Monkeypox pre-registration link
Human monkeypox is a rare but serious illness caused by infection with the monkeypox virus, which can infect humans and other animals, such as monkeys and rodents. The human monkeypox virus belongs to the genus Orthopoxvirus. The Orthopoxvirus genus also includes variola virus (which causes smallpox), vaccinia virus (used in the smallpox vaccine), and cowpox virus.
Historically, most human cases of monkeypox have been identified in Central and West Africa. Rarely, human monkeypox cases have been identified outside of Central or West Africa, though many cases reported links to those regions, either through travel or exposure to humans or animals that had been infected in those areas.
In May 2022, several clusters of human monkeypox cases were reported in countries that don’t normally report human monkeypox, including the United States. It’s not clear how the people were exposed to monkeypox, but early data suggest that gay, bisexual, and other men who have sex with men make up a high number of cases. However, anyone who has been in close contact with someone who has monkeypox is at risk, regardless of gender or sexual orientation.

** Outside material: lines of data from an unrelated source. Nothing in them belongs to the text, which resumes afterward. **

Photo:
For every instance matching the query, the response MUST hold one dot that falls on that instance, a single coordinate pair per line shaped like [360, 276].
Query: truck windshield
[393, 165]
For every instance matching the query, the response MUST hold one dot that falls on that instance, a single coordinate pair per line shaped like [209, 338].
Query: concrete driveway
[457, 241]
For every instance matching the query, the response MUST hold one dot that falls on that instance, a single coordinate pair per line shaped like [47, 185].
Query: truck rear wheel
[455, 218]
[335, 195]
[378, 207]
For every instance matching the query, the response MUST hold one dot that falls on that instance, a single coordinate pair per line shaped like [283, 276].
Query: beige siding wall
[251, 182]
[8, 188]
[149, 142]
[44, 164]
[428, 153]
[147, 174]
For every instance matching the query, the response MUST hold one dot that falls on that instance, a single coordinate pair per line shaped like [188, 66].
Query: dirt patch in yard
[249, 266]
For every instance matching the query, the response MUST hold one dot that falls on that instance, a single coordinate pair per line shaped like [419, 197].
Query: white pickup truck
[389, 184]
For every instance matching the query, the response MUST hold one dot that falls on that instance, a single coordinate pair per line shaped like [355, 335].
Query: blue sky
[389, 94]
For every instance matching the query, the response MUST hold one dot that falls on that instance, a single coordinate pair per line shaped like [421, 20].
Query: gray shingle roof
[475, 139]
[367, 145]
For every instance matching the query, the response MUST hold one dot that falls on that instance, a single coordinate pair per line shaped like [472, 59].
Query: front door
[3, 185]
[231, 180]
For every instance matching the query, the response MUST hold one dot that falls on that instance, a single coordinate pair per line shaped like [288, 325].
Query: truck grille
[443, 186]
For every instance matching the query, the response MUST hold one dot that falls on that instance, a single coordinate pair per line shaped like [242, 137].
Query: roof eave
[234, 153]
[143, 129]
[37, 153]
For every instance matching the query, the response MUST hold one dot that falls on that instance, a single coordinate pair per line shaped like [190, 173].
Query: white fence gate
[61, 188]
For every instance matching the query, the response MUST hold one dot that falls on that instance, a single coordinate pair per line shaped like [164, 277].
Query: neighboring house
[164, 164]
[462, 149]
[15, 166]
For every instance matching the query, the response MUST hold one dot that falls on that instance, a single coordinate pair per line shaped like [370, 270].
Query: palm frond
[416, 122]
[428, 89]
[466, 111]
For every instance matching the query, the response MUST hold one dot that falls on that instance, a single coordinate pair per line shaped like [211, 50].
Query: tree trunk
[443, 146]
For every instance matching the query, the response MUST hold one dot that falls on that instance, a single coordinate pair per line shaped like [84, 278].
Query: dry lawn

On June 16, 2022, MDH reported a presumed human monkeypox virus infection in a Maryland resident. Please refer to the CDC website for current Maryland and national case counts.
signs & symptoms:
- Muscle aches and backache
- A rash that can look like pimples or blisters that appears on the face, inside the mouth, and on other parts of the body, like the hands, feet, chest, genitals, or anus.
- Swollen lymph nodes
how is it spread?
- direct contact with the infectious rash, scabs, or body fluids
- respiratory secretions during prolonged, face-to-face contact, or during intimate physical contact, such as kissing, cuddling, or sex
- touching items (such as clothing or linens) that previously touched the infectious rash or body fluids
- pregnant people can spread the virus to their fetus through the placenta
- Avoid close, skin-to-skin contact with people who have a rash that looks like monkeypox.

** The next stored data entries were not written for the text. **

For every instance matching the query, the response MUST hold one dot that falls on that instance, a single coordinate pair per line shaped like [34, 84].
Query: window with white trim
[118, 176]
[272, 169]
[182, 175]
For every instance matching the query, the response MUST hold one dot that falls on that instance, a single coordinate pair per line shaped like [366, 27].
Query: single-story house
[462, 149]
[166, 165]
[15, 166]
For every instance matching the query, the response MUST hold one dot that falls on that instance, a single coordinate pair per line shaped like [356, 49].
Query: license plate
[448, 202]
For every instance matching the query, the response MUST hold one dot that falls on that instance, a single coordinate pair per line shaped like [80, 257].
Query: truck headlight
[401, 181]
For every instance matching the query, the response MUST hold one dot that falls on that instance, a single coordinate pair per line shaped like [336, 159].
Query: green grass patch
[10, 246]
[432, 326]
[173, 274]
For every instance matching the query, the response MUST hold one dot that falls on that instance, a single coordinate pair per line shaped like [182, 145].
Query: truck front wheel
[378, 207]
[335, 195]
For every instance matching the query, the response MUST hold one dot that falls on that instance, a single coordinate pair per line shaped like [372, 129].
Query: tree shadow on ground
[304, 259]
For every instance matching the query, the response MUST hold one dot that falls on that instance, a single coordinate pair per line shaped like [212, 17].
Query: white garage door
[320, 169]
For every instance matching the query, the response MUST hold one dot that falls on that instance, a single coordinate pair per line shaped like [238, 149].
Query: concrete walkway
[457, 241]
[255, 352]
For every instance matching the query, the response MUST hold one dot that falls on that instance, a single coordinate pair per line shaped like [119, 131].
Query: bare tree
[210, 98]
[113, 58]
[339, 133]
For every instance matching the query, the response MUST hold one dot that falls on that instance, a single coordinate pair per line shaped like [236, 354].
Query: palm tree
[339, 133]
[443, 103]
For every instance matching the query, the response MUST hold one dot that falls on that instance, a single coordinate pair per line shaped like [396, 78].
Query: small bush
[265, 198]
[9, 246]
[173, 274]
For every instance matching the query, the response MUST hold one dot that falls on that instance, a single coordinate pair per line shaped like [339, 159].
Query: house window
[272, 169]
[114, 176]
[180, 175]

- Do not touch the rash or scabs of a person with monkeypox.
- Do not kiss, hug, cuddle or have sex with someone with monkeypox.
- Do not share eating utensils or cups with a person with monkeypox.
- Do not handle or touch the bedding, towels, or clothing of a person with monkeypox.
- Wash your hands often with soap and water or use an alcohol-based hand sanitizer.
- In Central and West Africa, avoid contact with animals that can spread monkeypox virus, usually rodents and primates. Also, avoid sick or dead animals, as well as bedding or other materials they have touched.
- Healthcare providers treating potentially-infected patients should ensure that the patient is properly isolated and that the appropriate personal protective equipment (PPE) is used.